Together with other large rivers like the Paraguay, the Uruguay, the Pilcomayo and the Bermejo, and different wetland systems, such as the Esteros del Iberá, the Paraná is part of the River Plate basin, which ranks as the world’s 6th largest basin.

Paraná / River Plate basin area
3 million km²

Paraná River Delta area:
14,000 sq km

Length of the Paraná River:
4,000 km
(including the Paranaíba river, its primary source in Brazil).

The Paraná Delta

The Paraná River Delta is a multi-island ecosystem bound by the various forks of the Paraná River that spread out meandering before they empty into the River Plate. The innumerable islands are formed by a permanent process of sedimentation of the organic and particulate matter carried by the Paraná, which settles when the river slows down upon reaching the shoals of the River Plate.

The delta islands are bound by two Argentine provinces: Entre Ríos and Buenos Aires. The islands on the Buenos Aires side fall under the jurisdiction of different counties. The first and second sections of islands are under the jurisdiction of the adjoining counties of Tigre and San Fernando, respectively, in said province.

The rivers of the Paraná delta are meandering, flood plain rivers.

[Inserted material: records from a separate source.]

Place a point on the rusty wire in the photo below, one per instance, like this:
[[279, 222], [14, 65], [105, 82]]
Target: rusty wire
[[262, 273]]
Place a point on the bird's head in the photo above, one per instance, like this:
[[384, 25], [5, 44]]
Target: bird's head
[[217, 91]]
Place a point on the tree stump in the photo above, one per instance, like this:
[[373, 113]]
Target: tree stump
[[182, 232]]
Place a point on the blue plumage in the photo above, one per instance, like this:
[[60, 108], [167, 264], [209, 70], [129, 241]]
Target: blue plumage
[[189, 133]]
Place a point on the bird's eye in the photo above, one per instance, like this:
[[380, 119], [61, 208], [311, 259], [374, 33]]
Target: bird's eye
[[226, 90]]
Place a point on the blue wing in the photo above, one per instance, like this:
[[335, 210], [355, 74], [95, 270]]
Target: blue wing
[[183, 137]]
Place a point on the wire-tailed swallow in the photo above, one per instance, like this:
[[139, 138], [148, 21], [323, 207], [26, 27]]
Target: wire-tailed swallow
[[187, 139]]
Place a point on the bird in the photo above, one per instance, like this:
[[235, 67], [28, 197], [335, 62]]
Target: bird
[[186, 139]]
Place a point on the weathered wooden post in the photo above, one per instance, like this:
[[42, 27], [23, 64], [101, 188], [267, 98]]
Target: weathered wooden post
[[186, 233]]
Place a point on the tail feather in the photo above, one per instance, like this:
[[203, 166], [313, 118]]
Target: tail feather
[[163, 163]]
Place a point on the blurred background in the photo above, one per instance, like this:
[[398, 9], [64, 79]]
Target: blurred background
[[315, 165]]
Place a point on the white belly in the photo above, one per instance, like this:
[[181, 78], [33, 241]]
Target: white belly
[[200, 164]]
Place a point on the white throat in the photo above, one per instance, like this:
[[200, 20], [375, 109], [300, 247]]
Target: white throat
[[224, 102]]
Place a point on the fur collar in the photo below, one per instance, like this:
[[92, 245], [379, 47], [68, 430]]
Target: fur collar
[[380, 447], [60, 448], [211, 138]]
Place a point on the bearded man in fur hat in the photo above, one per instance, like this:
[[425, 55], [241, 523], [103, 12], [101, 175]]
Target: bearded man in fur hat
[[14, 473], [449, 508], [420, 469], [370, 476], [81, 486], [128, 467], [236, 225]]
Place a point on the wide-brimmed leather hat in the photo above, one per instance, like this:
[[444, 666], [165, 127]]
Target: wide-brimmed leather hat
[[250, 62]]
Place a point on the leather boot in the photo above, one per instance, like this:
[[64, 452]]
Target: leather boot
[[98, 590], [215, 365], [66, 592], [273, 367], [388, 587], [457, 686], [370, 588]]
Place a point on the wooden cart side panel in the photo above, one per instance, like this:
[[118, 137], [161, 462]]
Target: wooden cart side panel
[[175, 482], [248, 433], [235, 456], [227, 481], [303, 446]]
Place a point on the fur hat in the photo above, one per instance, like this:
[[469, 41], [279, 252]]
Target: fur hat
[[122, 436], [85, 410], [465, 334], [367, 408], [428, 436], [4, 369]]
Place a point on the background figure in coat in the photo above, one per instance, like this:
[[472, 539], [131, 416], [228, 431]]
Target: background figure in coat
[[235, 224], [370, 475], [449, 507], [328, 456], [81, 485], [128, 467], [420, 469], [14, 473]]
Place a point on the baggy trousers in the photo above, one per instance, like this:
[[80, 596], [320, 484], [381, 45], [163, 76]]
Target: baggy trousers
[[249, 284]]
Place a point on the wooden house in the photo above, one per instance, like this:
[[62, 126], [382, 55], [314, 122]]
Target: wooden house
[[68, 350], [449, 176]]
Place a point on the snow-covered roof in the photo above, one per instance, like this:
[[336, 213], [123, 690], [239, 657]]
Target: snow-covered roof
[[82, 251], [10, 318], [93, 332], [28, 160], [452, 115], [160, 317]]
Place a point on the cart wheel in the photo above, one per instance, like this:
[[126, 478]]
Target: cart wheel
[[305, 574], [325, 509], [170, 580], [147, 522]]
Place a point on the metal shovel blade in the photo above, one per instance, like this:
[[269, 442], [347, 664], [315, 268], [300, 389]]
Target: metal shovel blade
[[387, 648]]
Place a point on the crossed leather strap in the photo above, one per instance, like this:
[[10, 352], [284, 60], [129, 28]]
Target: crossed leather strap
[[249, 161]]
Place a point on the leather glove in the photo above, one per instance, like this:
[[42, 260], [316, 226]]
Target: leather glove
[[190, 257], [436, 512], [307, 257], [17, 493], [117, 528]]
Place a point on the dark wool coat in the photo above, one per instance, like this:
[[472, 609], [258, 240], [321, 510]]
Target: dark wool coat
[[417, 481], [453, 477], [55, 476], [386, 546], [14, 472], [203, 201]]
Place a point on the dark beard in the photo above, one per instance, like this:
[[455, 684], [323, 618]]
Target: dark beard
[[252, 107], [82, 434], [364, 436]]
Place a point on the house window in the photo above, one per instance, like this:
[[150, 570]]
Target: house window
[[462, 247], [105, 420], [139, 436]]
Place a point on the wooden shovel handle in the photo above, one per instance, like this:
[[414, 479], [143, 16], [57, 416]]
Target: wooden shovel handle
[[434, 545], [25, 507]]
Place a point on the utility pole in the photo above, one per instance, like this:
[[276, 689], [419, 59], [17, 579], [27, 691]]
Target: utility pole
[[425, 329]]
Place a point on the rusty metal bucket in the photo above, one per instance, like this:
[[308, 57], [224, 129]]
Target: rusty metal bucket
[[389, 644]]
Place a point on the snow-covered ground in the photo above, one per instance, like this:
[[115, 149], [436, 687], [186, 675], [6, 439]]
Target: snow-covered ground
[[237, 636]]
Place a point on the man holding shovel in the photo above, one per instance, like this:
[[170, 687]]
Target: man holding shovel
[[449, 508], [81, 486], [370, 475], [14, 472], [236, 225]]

Their waters are brown, sediment-laden and temperate.

Delta average annual temperature:
16ºC (62F);

Delta average summer temperature:
22ºC (72F)

Delta average winter temperature:
10ºC (50F)

What can you see around the Paraná Delta?

An extremely natural, wild, green environment:

• A landscape consisting of rivers, streams, and islands covered by profuse vegetation.
• Typical river birds, such as the black biguá (neotropic cormorant) and the graceful garza mora (blue heron), among others.

A particular lifestyle:

• Island houses built on stilts to stave off floods; riverside paths along the shoreline, mooring piers, bridges to cross over the streams.
• Various crafts typically used by island residents for transportation, all the way from canoes to river buses.

A bit of history and culture:

• The names of rivers and terrestrial and aquatic plants and animals are in the Guaraní language.
• Museum homes of important representatives of the Argentine culture, such as the homes of writer and political activist Haroldo Conti and of the nineteenth century Argentine president, and writer Domingo Sarmiento.

And … on a lighter vein, think that you can see all this by just simply moving your bones around a little, so to speak:

• Paddling along the water and placidly sliding downstream with the current
• Walking down shoreline paths along rivers and streams.